Turning to an exquisite openwork object, which is approximately 2,500 years old, Cheng explains that it is a chape — a type of ornament that would be fixed to the tip of a scabbard.
This ancient chape from northwest China depicts 11 interlaced dragons framed by the heads of birds of prey. It would have been cast in a two-piece mold and then inlaid with turquoise. ‘From the Shang dynasty (circa 1600-1100 BC) onwards, Chinese craftsmen were masters of piece-mold casting techniques,’ says Chen. The value of the material and the exquisite design of this chape suggests that ‘it would have been used for ceremonial purposes, and not taken into battle,’ adds the specialist.
Another highlight Cheng discusses is a remarkable and large parcel-gilt silver bowl in the form of an open lotus blossom, above. The lotus design is likely a reference to Buddhism for in Buddhist art a fully blooming lotus flower emerging from murky water is a symbol of purity.
The vessel was made from a heavy lump of silver, which was hammered into a rough bowl shape, and then further hammered over a matrix or mold, probably made of wood, to create the elegant lotus-petal form. The interior and petals were then chased with designs of birds and peonies, traditional emblems of wealth and good fortune.
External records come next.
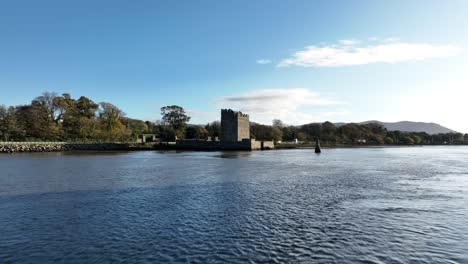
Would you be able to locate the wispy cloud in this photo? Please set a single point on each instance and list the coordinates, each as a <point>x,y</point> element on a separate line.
<point>263,61</point>
<point>349,41</point>
<point>286,104</point>
<point>353,52</point>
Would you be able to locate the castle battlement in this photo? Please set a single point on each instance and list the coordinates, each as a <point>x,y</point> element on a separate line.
<point>233,113</point>
<point>235,126</point>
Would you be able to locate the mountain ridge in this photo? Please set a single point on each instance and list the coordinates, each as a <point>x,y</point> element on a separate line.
<point>409,126</point>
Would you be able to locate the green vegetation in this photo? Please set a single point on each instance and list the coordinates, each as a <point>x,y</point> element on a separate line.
<point>52,117</point>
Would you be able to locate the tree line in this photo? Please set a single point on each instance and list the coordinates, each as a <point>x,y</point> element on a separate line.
<point>53,117</point>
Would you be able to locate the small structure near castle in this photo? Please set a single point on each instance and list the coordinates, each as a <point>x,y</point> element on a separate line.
<point>235,135</point>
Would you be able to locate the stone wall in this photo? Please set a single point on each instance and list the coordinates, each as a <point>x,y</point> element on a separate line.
<point>13,147</point>
<point>246,144</point>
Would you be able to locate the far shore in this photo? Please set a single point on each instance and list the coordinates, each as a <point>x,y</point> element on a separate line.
<point>18,147</point>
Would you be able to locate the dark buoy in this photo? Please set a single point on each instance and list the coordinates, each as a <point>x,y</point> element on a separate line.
<point>317,145</point>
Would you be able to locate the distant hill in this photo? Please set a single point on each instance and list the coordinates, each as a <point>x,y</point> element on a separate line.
<point>409,126</point>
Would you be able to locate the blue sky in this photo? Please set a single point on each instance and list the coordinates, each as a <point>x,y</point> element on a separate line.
<point>300,61</point>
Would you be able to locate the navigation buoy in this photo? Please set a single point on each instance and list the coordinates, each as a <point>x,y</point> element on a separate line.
<point>317,146</point>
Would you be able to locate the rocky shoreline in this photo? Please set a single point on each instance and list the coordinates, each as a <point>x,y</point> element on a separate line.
<point>18,147</point>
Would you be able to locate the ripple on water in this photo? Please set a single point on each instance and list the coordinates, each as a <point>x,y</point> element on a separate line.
<point>352,205</point>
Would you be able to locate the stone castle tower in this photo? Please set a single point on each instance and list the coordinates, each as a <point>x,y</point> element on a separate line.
<point>235,126</point>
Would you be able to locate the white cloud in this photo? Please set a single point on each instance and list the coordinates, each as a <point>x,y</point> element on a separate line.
<point>286,104</point>
<point>349,41</point>
<point>349,52</point>
<point>263,61</point>
<point>442,102</point>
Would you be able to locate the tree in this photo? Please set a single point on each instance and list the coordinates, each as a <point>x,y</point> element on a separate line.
<point>8,125</point>
<point>34,121</point>
<point>47,101</point>
<point>278,123</point>
<point>110,117</point>
<point>175,116</point>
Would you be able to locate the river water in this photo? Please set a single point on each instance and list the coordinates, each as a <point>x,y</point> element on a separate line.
<point>360,205</point>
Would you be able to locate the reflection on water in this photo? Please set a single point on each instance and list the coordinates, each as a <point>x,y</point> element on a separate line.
<point>379,205</point>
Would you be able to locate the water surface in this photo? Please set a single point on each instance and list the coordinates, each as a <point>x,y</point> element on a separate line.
<point>366,205</point>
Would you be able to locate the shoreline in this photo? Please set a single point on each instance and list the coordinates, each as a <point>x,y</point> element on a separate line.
<point>25,147</point>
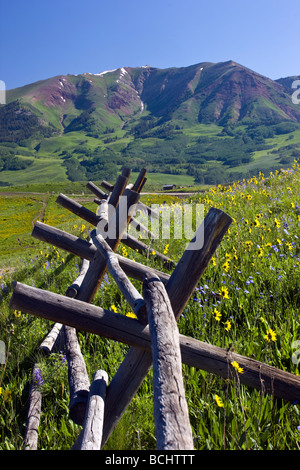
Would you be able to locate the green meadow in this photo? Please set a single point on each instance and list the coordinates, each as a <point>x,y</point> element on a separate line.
<point>248,300</point>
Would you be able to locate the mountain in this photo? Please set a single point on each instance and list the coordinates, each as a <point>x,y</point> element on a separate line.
<point>176,120</point>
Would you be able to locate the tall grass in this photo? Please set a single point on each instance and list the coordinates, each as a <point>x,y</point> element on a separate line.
<point>248,299</point>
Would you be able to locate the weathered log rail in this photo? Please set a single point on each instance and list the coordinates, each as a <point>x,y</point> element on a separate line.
<point>153,338</point>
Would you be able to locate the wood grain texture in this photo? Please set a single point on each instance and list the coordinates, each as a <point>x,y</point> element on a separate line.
<point>93,422</point>
<point>171,414</point>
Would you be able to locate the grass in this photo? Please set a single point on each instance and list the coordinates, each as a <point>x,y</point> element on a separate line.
<point>256,266</point>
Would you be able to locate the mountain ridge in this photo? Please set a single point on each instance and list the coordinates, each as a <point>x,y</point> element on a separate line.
<point>184,120</point>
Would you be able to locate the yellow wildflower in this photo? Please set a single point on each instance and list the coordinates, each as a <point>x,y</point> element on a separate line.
<point>166,249</point>
<point>277,223</point>
<point>270,336</point>
<point>219,401</point>
<point>224,292</point>
<point>236,366</point>
<point>217,315</point>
Also coming to auction is a pair of charming gilt hairpins, below, depicting mandarin ducks in flight. Unlike the large and heavy lotus bowl, whose size and weight emphasise its importance, these hairpins were made from thin sheets of silver cut with a stencil so as to be feather-light. ‘Elaborate up-dos were the height of fashion at the Tang court, as we know from court paintings,’ says Cheng. ‘As they walked, you would have this wonderful effect of [the hairpins] shimmering in the light.’
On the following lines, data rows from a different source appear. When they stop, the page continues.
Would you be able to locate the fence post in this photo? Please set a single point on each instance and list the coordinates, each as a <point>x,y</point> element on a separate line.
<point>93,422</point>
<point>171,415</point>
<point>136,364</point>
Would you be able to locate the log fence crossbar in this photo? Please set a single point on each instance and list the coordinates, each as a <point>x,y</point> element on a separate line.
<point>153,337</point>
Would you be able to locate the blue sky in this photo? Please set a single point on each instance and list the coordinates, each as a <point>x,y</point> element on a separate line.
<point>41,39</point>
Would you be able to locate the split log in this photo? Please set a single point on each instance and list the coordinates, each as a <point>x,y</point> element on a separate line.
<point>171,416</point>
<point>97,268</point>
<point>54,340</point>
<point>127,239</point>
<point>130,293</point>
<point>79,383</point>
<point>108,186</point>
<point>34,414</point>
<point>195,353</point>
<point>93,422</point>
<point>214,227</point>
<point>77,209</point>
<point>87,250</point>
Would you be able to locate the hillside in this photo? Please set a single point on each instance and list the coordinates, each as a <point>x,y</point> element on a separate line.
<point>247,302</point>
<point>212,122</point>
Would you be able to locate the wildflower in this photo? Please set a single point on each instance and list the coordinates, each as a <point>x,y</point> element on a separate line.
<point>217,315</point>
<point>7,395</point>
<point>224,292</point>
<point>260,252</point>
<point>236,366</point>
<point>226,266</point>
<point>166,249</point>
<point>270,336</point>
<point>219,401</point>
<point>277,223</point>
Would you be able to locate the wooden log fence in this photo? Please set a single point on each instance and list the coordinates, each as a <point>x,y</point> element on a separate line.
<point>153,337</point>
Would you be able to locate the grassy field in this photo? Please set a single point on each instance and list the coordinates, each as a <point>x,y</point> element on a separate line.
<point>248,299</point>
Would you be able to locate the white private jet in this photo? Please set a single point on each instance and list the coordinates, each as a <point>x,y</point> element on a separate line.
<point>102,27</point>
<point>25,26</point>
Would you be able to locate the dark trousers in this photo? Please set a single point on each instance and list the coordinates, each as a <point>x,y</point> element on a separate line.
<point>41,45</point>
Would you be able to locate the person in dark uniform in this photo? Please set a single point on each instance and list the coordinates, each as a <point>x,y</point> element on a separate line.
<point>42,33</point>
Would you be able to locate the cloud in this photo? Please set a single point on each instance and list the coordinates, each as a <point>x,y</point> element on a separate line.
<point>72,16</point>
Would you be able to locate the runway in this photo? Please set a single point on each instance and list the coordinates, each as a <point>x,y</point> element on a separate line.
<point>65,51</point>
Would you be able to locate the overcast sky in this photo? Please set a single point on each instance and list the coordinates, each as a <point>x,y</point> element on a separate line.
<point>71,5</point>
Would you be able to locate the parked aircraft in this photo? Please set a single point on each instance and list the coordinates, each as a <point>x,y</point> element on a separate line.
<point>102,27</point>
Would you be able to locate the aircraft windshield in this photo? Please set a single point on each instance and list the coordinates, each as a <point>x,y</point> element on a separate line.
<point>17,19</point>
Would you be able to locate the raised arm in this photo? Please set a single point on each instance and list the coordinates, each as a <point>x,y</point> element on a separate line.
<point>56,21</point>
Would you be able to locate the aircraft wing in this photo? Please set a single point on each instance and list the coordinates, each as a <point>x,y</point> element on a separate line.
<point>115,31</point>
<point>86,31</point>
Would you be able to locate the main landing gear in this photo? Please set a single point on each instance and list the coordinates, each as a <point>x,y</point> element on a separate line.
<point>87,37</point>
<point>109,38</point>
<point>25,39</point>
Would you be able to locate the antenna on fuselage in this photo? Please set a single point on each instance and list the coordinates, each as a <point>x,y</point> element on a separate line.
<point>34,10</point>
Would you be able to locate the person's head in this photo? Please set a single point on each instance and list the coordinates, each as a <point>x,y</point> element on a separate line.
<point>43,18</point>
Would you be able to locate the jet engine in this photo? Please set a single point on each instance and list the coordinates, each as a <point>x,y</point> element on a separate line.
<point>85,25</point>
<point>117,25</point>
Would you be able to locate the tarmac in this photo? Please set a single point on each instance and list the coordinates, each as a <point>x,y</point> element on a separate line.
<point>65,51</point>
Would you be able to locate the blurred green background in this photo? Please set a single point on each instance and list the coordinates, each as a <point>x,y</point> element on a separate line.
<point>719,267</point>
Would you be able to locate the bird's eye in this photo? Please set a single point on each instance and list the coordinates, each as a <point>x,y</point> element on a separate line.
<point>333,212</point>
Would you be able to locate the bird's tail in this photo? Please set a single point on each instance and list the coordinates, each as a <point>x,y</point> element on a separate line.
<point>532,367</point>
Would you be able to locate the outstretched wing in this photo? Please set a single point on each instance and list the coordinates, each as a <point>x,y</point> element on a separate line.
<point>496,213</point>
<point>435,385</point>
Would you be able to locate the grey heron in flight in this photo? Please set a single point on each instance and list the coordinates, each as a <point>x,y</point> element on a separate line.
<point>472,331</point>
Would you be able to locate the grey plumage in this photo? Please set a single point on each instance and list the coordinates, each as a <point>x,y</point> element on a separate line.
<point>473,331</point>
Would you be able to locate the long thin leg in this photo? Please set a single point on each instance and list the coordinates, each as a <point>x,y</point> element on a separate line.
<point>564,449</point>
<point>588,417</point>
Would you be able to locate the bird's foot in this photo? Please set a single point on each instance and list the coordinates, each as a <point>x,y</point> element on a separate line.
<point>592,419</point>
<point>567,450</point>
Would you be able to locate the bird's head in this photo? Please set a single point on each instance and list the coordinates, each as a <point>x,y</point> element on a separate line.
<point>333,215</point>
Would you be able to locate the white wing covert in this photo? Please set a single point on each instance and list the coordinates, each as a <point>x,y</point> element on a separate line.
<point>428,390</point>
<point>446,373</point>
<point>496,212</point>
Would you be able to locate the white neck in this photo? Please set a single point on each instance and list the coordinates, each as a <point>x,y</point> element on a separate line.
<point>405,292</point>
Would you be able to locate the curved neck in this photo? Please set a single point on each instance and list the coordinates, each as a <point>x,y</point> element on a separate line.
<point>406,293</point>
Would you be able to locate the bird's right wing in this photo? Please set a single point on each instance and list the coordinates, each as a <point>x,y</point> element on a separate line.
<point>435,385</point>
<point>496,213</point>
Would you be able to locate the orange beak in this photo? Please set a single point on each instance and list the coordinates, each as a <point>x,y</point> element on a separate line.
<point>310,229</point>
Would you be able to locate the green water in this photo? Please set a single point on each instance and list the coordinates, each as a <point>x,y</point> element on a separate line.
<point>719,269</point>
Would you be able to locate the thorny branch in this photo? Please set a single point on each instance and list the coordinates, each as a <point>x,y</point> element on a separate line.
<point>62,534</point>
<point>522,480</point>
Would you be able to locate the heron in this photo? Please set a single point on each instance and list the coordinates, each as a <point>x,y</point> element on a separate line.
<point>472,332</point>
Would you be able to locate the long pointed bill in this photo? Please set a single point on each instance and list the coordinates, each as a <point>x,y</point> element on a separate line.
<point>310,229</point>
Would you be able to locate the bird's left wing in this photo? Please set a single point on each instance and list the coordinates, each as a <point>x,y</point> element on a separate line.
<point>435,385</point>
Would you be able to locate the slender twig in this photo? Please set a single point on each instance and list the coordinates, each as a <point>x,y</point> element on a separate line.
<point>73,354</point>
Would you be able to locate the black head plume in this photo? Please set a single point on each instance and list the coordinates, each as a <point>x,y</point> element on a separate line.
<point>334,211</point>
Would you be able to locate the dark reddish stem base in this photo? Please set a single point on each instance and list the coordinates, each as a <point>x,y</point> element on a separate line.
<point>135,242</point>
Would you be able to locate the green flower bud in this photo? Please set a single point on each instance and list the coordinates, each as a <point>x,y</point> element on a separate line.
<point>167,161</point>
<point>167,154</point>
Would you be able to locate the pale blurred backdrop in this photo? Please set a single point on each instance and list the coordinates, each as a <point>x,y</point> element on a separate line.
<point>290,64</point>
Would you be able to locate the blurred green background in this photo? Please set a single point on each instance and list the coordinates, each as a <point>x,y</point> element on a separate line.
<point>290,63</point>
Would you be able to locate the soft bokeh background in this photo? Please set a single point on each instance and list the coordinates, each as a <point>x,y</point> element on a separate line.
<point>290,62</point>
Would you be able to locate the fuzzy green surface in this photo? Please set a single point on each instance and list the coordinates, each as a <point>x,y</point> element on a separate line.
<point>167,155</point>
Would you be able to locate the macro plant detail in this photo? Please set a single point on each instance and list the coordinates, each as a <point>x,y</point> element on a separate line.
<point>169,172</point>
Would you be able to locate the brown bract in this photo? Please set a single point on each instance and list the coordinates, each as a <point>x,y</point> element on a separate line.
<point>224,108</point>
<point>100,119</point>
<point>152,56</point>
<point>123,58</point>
These precious objects were all formerly in the collection of the Swedish connoisseur Dr. Johan Carl Kempe (1884-1967), and represent one of the foremost collections of Chinese gold and silver in private hands.
The collection was published in 1953. In the preface, Kempe explained his attraction to Chinese art: ‘Somehow or other I found myself steeped in humble respect and admiration before this art so pure and yet stimulating for the imagination in its variety of aspects and forms.’
Masterpieces of Early Chinese Gold and Silver will be on view at Christie’s in New York 6-11 September, ahead of the auction on 12 September.